The following are examples of the violence at the level of society be it on individual or group, some of these examples demonstrate collusion between the government as represented in the police, security forces, the army among other government institutions:

  • The so-called arbitrary “reconciliation sessions” during which Coptic victims of violence forgo their right to pursue their attackers in court, reconcile under threat of yet another violence or attack; Coptic victims have no say in these sessions which are held in presence of high ranks from the local police, security or other government officials in addition to religious representatives. The Coptic victim is helpless facing a fanatic community that imposes its will on the victim who is now used as a scapegoat to keep the peace in the village community. Victims, individuals or families, have been asked to leave their villages “to keep the peace.” In the twenty-first century, animals have been demanded as compensation, sometimes these animals are sacrificed in the streets or the Copt is required to present his own death shroud and be spat on.
  • Conflicts involving multiple Christian families who dare to defend themselves and their homes against their attackers result in forced migration of these families from their ancestral villages, mounting to a slow pace religious cleansing.
  • The kidnapping and forced conversions of Coptic women with the collusion of police forces and al-Azhar. Often underage girls are kept in hiding until they reach the legal age to convert. These women are not even allowed to meet with their families or their attorneys to ascertain they have done so of their own free will.
  • The kidnapping of young Christian children for ransom. In some cases the police is negligent in conducting necessary investigations.
  • The murder of young Christian soldiers in their army units, some are shot in the back, some their bodies carried signs of severe beating or torture. However, the army would cite suicide or seizures as the cause of death. 10 cases have been documented since 2006, seven of them occurred between 2015-18 on Sisi’s watch. To our knowledge these cases have not been satisfactorily investigated and no responsible individuals were brought to justice.
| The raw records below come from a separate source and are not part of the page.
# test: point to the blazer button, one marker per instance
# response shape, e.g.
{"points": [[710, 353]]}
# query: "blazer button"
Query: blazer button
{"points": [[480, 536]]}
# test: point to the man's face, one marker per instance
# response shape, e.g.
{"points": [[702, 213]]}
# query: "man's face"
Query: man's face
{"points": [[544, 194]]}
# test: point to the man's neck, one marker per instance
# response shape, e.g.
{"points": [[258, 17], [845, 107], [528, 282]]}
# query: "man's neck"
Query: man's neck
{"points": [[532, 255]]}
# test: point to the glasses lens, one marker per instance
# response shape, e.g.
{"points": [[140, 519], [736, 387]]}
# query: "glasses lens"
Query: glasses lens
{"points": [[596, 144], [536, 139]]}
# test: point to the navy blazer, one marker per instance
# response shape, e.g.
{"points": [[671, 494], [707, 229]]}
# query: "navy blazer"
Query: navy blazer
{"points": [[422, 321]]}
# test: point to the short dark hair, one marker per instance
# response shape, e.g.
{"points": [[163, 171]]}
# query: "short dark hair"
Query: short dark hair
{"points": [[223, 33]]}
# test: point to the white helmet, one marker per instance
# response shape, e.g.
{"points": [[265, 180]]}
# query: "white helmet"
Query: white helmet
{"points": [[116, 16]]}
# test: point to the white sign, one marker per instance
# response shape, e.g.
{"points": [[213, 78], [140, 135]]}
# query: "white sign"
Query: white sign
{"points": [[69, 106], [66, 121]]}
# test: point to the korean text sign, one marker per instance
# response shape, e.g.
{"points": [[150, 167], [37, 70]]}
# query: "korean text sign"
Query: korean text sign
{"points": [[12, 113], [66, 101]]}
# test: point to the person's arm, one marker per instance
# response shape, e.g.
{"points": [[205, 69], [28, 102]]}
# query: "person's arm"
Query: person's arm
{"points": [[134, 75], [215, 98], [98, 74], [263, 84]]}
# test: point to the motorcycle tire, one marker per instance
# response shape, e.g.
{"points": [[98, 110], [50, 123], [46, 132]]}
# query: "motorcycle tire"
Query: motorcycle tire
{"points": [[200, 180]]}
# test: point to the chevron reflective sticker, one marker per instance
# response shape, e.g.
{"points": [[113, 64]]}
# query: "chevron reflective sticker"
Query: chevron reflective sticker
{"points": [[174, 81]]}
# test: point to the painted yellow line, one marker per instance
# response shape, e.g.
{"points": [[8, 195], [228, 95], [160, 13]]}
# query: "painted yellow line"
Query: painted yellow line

In closing, there are numerous recommendations one can make, large or small steps towards achieving religious freedom and equality for the Copts. For the past five decades, Copts have been subject to incessant and worsening persecution. There are no indications of this escalating persecution reversing course or even levelling. The optimism that Mr. Sisi inspired initially has faded. Egypt’s government, with Mr. Sisi as president, clearly lacks the political will to confront the fanatic Islamists or enforce the law. After four years, sentimental gestures have failed to translate into real or significant positive changes for the Copts. The Church has been co-opted and remains under immense pressure. It is in no position to provide moral support for the Copts in their struggle for religious freedom and equal civil rights. Egypt’s economic challenges are immense. But the real threat to Egypt’s internal stability is embodied in a culture of religious extremism. Unless Egypt’s government sets out to change the existing culture, any economic loans or aid will be to naught.  Religious fanaticism, intolerance, and violence have shackled Egypt’s immense human resources and wasted the talents and creativity of its youth. Copts are the soul of Egypt. They stand for freedom of conscience, individual liberty, and responsibility.  I believe that silent moderate Muslims do too.

If Mr. Sisi is sincere and wants to leave his impact on Egypt’s history, let him start with taking specific steps within his power to end the exclusion of Copts from various state positions, and initiate concrete actions towards changing the culture; and the economy will follow naturally.